Anyhow the following is the main highlights from the 40 odd pages

William volunteered on the 22nd August 1914. He was from Rockhampton in Queensland & 23 years old at the time of his enlistment. He enlisted in Sydney & stated he was a Farmer on his enlistment form (although on later forms it simply states Bushwork). It also appeared that he had previously served for a year with the 6th Light Horse.

Physically William was small. He was 5ft 5in tall & weighed 8st 13lbs. He had a fair complexion, blue eyes & brown hair. William also had a scar on the back of his right thigh. Religiously speaking William was Church of England. His next of kin is listed as Andrew Keain, his father.

William landed at Gallipoli on 9th May 1915 & was wounded there on the 7th August whilst serving with A Squadron of the 1st HLR. He was wounded by both bullets & bomb (assume grenade rather than shell fire) & his wound to the groin was described as serious in a notification sent to his parents. He was evacuated to Malta 5 days later & from there went to England at the end of the month. On arrival in England William was admitted to the Number 2 General Hospital which was located at London St Marks College Hospital in Chelsea. He spent a number of months hospitialised (at Chelsea & Epsom) before leaving England on the 11th March 1916 from Portland. William arrived back in Australia on the 22nd April 1916.

He was discharged from the AIF on the 17th August 1916. The reason stated was Disability - Cardiac Incompetence (I assume weak heart) & Gun Shot Wound to Right Hip & Buttock. Interestingly William was a patient at Harefield in January 1916 - I wonder if that is the famous Harefield hospital (famous for the treatment of Heart problems) & if it has always been a heart related medical centre, given William's ailments.
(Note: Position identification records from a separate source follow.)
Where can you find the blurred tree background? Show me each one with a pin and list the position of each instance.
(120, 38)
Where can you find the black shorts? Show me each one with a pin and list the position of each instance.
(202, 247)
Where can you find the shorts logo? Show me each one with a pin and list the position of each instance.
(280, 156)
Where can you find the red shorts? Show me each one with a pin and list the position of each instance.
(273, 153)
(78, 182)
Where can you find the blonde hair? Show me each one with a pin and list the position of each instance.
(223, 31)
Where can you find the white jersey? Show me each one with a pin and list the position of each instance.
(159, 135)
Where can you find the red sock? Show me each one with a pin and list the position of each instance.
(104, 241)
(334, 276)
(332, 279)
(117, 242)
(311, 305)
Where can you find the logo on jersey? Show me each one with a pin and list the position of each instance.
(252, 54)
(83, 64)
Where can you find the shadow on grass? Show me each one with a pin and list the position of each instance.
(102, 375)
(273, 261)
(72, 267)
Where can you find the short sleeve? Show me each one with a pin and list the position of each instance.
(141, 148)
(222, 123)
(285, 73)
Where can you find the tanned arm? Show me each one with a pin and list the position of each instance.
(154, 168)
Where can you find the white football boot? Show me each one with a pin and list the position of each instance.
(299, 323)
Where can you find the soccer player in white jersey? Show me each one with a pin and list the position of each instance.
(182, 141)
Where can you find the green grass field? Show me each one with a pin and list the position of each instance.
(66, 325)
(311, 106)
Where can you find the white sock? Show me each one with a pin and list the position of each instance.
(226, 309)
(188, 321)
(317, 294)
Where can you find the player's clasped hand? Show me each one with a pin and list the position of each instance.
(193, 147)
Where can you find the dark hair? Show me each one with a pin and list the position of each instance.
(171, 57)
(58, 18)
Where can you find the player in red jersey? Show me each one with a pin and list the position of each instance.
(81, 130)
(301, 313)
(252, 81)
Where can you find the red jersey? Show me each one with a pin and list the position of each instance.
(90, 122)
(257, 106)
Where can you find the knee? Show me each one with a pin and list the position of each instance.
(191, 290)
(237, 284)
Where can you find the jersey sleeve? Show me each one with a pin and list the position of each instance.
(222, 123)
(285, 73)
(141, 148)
His examination at Harefield gave the following verdict - Soft Systolic murmers (anyone with medical knowledge can you explain what this means), Irregular pulse in force & rhythum & intermittent vomiting. The GSW left William with a slight disability of the right hip. It is also noted that in the opinion of the doctors, the disability was permanent

It is clear from his medical records that the Army agreed his condition was due to his active service (obvious in terms of the wounds but not so much in relation to the heart condition)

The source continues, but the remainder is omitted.